Das Spiel der Junioren war im zweiten Abschnitt, ebenso wie im ersten Drittel, beachtlich und absolut sehenswert. Die Anstrengungen der beiden vorangegangenen Tage schienen völlig verdrängt. In den letzten Minuten des Mitteldrittels bauten die Wanderers ihre Führung auf ein komfortables 6:1 aus. Die Gegner hatten scheinbar keine Chance, obwohl in den Schlussminuten des Drittels noch das 6:2 fiel. Bis dahin zeigten die Junioren der Wanderers Germering ein wirklich attraktives Spiel und die Zuschauer waren mit der abgelieferten Leistung mehr als zufrieden.
Was der Trainer Brian Ashton allerdings die ganze Zeit über befürchtete, wurde schließlich traurige Realität. Die Kräfte der Mannschaft schwanden ausgerechnet im letzten Drittel sehr deutlich. Die Strapazen der beiden vorangegangenen Tage bzw. Spiele wurden nun sichtbar. Die Mannschaft brach ein und die Gäste der SG Dorfen/Gebensbach/Erding nutzte dies eiskalt aus. Etwa im Abstand von jeweils 4 Minuten schlug der Puck im Kasten der Germeringer ein. Ausgerechnet in der 59. Minute erzielten die Gäste noch das 6:6. Glücklicherweise konnte Klein einen Penalty zum Schluss noch halten und das Spiel endete schließlich mit dem unglücklichen Unentschieden.

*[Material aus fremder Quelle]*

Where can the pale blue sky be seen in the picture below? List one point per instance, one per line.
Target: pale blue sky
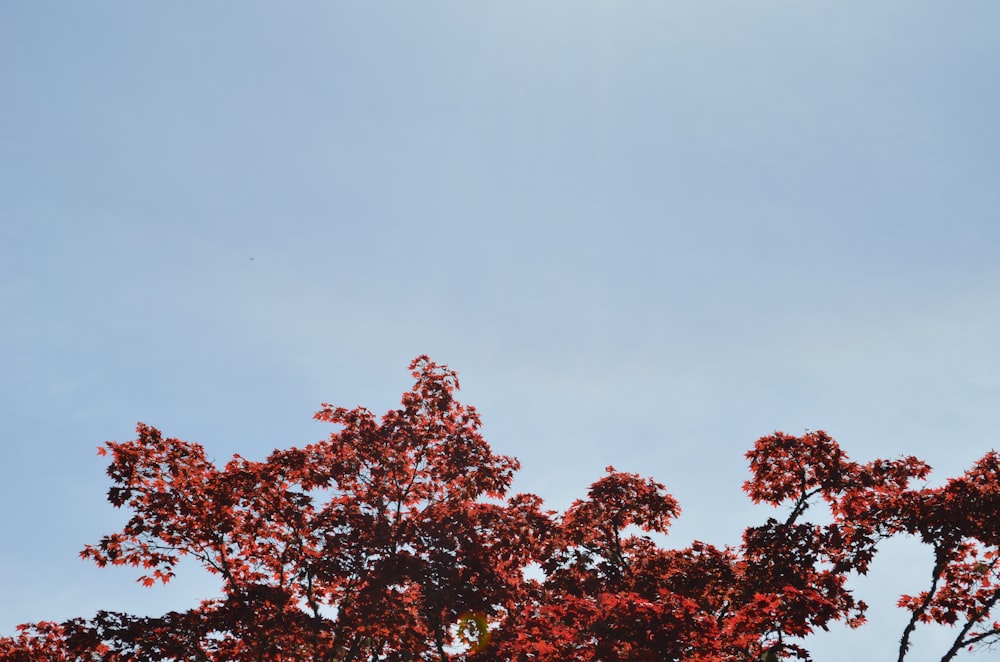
(644, 233)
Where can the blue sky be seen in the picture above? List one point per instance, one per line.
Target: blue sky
(644, 233)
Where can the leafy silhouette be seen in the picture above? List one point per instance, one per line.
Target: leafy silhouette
(397, 539)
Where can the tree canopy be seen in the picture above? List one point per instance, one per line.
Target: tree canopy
(397, 538)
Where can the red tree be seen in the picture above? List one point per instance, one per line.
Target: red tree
(396, 539)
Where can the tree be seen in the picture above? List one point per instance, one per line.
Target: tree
(397, 539)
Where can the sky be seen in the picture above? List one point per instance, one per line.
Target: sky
(644, 233)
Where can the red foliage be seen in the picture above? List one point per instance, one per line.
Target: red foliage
(396, 539)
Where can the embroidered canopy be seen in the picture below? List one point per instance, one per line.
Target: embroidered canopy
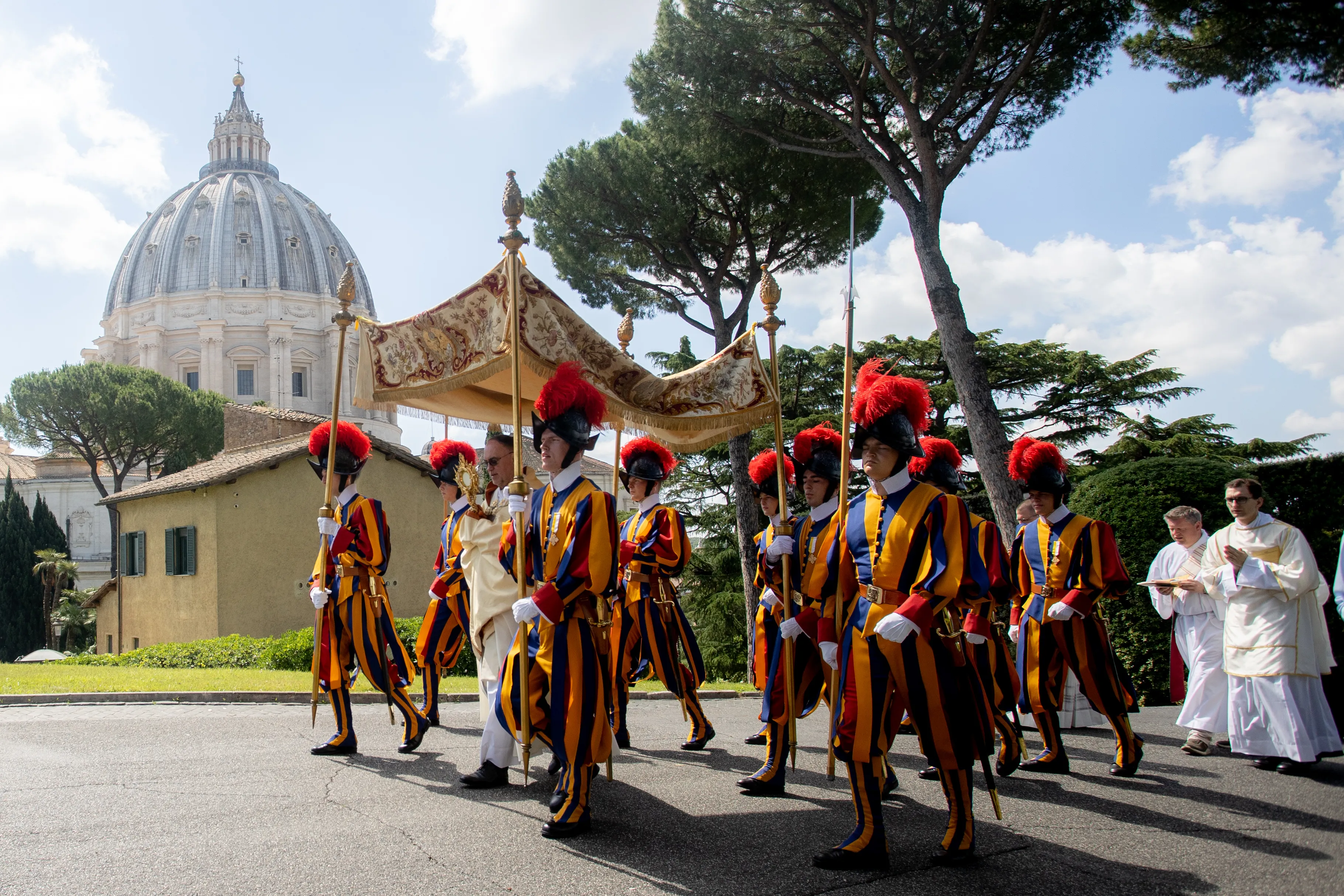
(454, 359)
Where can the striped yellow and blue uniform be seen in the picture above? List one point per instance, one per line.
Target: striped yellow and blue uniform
(814, 597)
(571, 545)
(1073, 561)
(647, 621)
(906, 552)
(358, 620)
(992, 660)
(448, 617)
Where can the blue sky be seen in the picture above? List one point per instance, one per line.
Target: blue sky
(1198, 225)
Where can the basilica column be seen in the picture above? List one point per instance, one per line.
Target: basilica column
(280, 336)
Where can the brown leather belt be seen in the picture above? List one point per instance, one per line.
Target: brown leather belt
(877, 594)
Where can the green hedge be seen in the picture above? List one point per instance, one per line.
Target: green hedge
(291, 652)
(1134, 497)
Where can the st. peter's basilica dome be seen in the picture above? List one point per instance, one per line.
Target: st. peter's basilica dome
(230, 285)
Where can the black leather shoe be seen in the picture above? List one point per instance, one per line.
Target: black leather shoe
(488, 776)
(699, 742)
(562, 829)
(1057, 766)
(758, 788)
(412, 743)
(1130, 768)
(846, 860)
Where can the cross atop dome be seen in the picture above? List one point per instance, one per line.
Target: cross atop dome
(240, 142)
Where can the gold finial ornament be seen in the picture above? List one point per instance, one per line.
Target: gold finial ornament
(626, 331)
(771, 299)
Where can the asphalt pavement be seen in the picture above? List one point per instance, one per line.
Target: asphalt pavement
(226, 800)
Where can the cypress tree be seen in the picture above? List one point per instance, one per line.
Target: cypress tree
(21, 593)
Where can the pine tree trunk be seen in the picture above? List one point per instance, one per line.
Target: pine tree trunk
(988, 437)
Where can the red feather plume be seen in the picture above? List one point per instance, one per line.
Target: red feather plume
(566, 390)
(644, 445)
(349, 437)
(762, 468)
(819, 437)
(935, 451)
(875, 396)
(1028, 456)
(445, 449)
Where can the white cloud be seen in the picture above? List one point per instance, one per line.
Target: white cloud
(1293, 145)
(62, 143)
(521, 45)
(1206, 306)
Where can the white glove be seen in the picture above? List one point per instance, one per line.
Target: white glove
(1062, 612)
(525, 610)
(896, 628)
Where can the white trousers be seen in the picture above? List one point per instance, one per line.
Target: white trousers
(1199, 638)
(498, 745)
(1284, 717)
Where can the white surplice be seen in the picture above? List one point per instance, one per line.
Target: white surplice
(1275, 641)
(1198, 632)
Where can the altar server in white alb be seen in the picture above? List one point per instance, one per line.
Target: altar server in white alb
(1275, 641)
(1197, 631)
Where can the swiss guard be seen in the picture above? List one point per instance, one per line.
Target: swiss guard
(765, 632)
(358, 620)
(987, 648)
(901, 562)
(818, 455)
(1062, 566)
(571, 543)
(448, 617)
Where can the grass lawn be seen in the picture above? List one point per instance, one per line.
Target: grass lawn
(45, 678)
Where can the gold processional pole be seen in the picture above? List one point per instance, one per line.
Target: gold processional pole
(343, 319)
(514, 239)
(843, 508)
(771, 299)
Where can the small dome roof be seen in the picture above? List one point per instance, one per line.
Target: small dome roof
(236, 228)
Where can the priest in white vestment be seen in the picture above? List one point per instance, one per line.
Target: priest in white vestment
(492, 593)
(1276, 647)
(1198, 631)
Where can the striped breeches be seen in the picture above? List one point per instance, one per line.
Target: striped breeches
(1045, 653)
(923, 676)
(568, 696)
(354, 634)
(648, 632)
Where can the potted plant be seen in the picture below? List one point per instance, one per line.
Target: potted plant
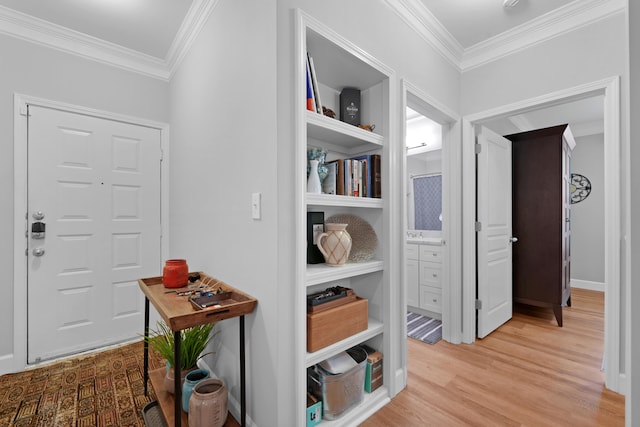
(193, 342)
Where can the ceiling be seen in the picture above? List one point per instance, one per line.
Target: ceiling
(472, 22)
(152, 31)
(145, 26)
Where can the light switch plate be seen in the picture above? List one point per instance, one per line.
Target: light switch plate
(256, 205)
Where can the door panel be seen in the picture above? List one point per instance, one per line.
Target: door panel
(97, 182)
(494, 239)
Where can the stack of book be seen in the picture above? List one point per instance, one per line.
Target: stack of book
(357, 177)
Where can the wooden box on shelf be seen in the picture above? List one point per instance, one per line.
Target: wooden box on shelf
(330, 326)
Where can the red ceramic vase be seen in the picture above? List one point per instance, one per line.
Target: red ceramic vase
(175, 273)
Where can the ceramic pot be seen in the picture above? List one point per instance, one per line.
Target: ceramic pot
(190, 381)
(175, 273)
(169, 379)
(313, 183)
(208, 404)
(335, 244)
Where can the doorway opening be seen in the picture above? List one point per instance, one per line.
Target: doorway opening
(430, 213)
(608, 92)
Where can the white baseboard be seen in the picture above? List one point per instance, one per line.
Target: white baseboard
(7, 364)
(586, 284)
(622, 385)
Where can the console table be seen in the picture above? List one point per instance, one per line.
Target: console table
(178, 313)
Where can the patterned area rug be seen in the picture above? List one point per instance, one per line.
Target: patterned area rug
(99, 389)
(423, 328)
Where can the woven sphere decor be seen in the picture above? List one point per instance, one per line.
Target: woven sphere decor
(364, 240)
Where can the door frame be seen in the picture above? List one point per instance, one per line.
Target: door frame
(451, 210)
(610, 88)
(18, 360)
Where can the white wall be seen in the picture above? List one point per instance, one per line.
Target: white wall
(587, 216)
(224, 148)
(633, 397)
(591, 53)
(37, 71)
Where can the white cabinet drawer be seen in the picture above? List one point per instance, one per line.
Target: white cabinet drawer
(430, 274)
(413, 283)
(430, 253)
(412, 252)
(430, 299)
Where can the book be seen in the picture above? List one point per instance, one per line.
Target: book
(339, 165)
(365, 160)
(315, 226)
(329, 185)
(376, 176)
(314, 85)
(310, 97)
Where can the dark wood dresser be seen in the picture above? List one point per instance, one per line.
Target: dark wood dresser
(542, 217)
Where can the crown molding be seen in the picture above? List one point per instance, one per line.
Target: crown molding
(563, 20)
(416, 15)
(195, 19)
(587, 128)
(35, 30)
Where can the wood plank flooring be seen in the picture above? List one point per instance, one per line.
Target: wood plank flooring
(529, 372)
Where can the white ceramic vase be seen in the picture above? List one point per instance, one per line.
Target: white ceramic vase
(335, 244)
(313, 182)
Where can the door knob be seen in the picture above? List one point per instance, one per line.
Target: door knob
(38, 251)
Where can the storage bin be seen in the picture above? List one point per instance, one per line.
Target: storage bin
(314, 410)
(342, 391)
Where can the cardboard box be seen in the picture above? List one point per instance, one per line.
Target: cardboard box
(330, 326)
(373, 374)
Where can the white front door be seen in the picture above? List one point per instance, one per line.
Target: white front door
(495, 293)
(95, 185)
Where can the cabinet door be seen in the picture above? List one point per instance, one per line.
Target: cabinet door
(430, 253)
(431, 299)
(412, 283)
(430, 274)
(412, 252)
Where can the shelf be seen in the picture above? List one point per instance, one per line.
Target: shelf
(322, 273)
(371, 402)
(165, 400)
(314, 199)
(346, 138)
(375, 328)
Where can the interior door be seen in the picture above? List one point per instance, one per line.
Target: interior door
(94, 229)
(494, 239)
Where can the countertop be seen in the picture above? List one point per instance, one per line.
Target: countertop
(433, 241)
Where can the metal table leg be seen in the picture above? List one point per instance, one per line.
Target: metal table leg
(146, 344)
(177, 383)
(243, 397)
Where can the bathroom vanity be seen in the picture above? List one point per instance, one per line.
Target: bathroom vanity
(423, 258)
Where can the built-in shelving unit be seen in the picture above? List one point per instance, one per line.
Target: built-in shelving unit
(340, 64)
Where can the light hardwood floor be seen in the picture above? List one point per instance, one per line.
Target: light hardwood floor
(529, 372)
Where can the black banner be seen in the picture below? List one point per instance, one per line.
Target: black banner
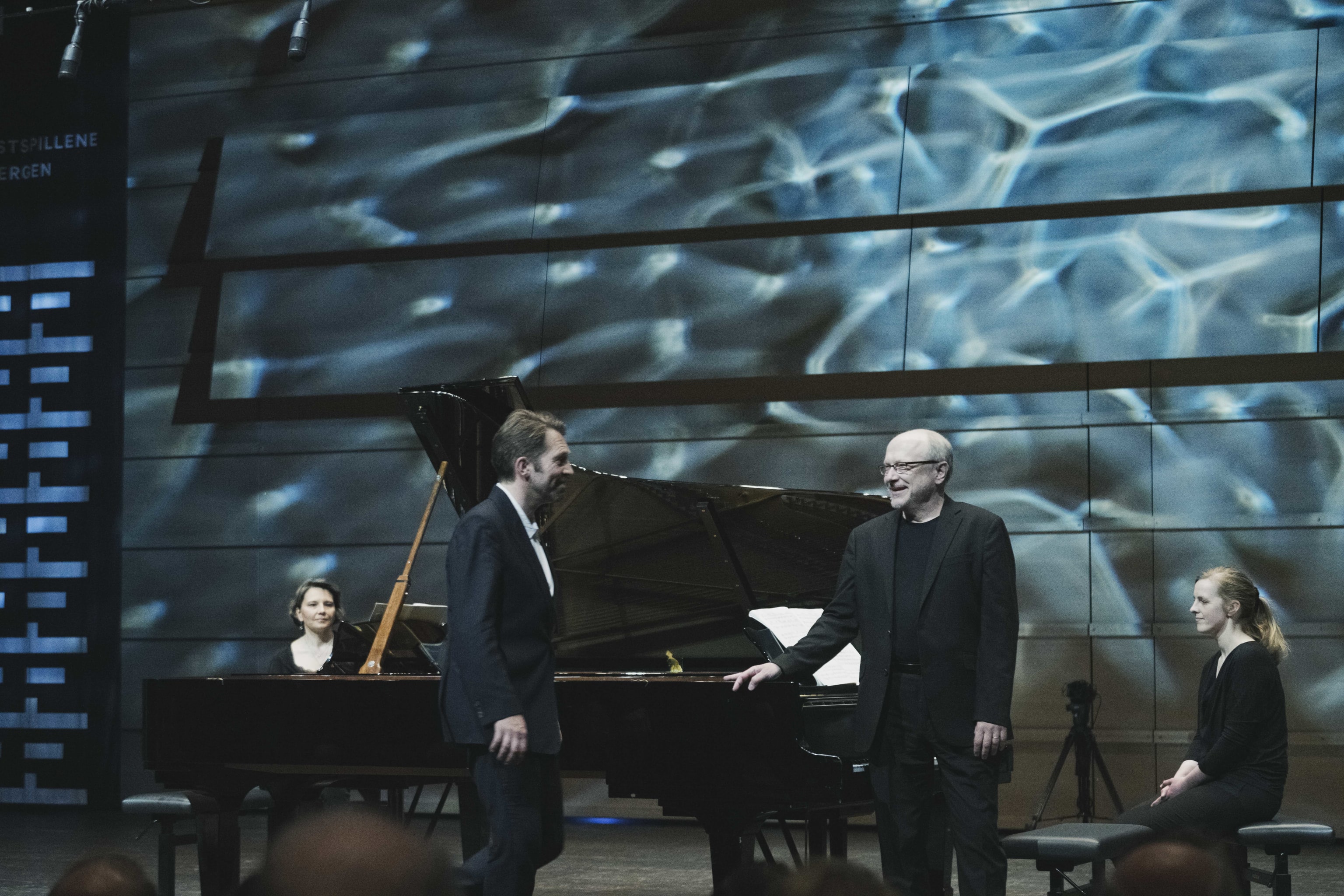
(62, 311)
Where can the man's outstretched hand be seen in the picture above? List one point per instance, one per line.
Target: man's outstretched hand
(754, 676)
(510, 741)
(990, 739)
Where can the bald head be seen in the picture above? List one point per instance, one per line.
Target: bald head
(111, 875)
(353, 854)
(1170, 870)
(916, 472)
(928, 445)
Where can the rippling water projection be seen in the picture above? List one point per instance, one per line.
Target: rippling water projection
(480, 122)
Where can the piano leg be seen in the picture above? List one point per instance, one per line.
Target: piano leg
(818, 831)
(732, 840)
(217, 837)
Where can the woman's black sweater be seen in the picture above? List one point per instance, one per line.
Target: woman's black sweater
(283, 664)
(1242, 731)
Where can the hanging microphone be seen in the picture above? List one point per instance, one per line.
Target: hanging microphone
(74, 50)
(299, 37)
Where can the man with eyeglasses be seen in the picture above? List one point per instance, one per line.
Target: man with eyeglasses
(932, 592)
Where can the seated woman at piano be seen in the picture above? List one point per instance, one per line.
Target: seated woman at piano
(1237, 765)
(316, 610)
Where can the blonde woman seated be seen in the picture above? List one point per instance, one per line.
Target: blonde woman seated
(1236, 769)
(316, 610)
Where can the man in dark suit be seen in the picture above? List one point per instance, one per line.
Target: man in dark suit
(931, 589)
(498, 693)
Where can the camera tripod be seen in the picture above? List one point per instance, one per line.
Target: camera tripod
(1086, 752)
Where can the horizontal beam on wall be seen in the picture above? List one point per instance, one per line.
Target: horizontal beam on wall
(816, 387)
(190, 272)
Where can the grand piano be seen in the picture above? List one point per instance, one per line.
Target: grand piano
(650, 575)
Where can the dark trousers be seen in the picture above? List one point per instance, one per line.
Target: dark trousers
(903, 786)
(1217, 806)
(526, 815)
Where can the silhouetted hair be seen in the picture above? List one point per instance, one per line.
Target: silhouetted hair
(523, 434)
(835, 879)
(1253, 613)
(107, 875)
(346, 852)
(1183, 863)
(330, 588)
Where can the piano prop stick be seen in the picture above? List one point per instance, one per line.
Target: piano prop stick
(374, 665)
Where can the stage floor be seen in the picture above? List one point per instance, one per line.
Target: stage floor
(667, 859)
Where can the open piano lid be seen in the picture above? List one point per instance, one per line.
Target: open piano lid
(646, 566)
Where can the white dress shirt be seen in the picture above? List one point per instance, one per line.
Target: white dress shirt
(531, 535)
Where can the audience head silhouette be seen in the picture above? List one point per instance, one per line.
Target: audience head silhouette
(836, 879)
(353, 854)
(823, 879)
(111, 875)
(1176, 867)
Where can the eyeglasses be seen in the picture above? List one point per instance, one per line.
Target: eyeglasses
(903, 468)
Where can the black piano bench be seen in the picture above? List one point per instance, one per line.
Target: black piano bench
(168, 808)
(1060, 850)
(1281, 839)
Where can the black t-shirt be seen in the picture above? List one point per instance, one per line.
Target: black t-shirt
(914, 542)
(1242, 728)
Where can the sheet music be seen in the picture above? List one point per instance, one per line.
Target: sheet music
(791, 624)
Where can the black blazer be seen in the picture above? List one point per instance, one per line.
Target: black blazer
(968, 623)
(1242, 728)
(498, 656)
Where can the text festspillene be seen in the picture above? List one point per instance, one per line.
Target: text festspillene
(18, 146)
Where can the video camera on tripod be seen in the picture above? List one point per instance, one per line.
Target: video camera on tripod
(1081, 739)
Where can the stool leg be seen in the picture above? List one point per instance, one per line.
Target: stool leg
(1283, 880)
(839, 839)
(1241, 867)
(167, 856)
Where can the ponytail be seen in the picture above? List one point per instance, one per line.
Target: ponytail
(1253, 616)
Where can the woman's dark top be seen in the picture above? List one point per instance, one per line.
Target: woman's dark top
(283, 664)
(1242, 731)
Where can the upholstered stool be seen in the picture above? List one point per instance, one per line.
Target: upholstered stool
(168, 808)
(1281, 839)
(1064, 847)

Wanderers Junioren   -   SG Dorfen/Gebensbach/Erding   6 : 6

Die Wanderers Junioren hatten drei anstrengende Spieltage hintereinander und konnten den 6:1 Vorsprung nicht mehr über die Zeit retten.
Wirklich schade für die junge Mannschaft, die toll gekämpft hat und dafür nicht belohnt wurde!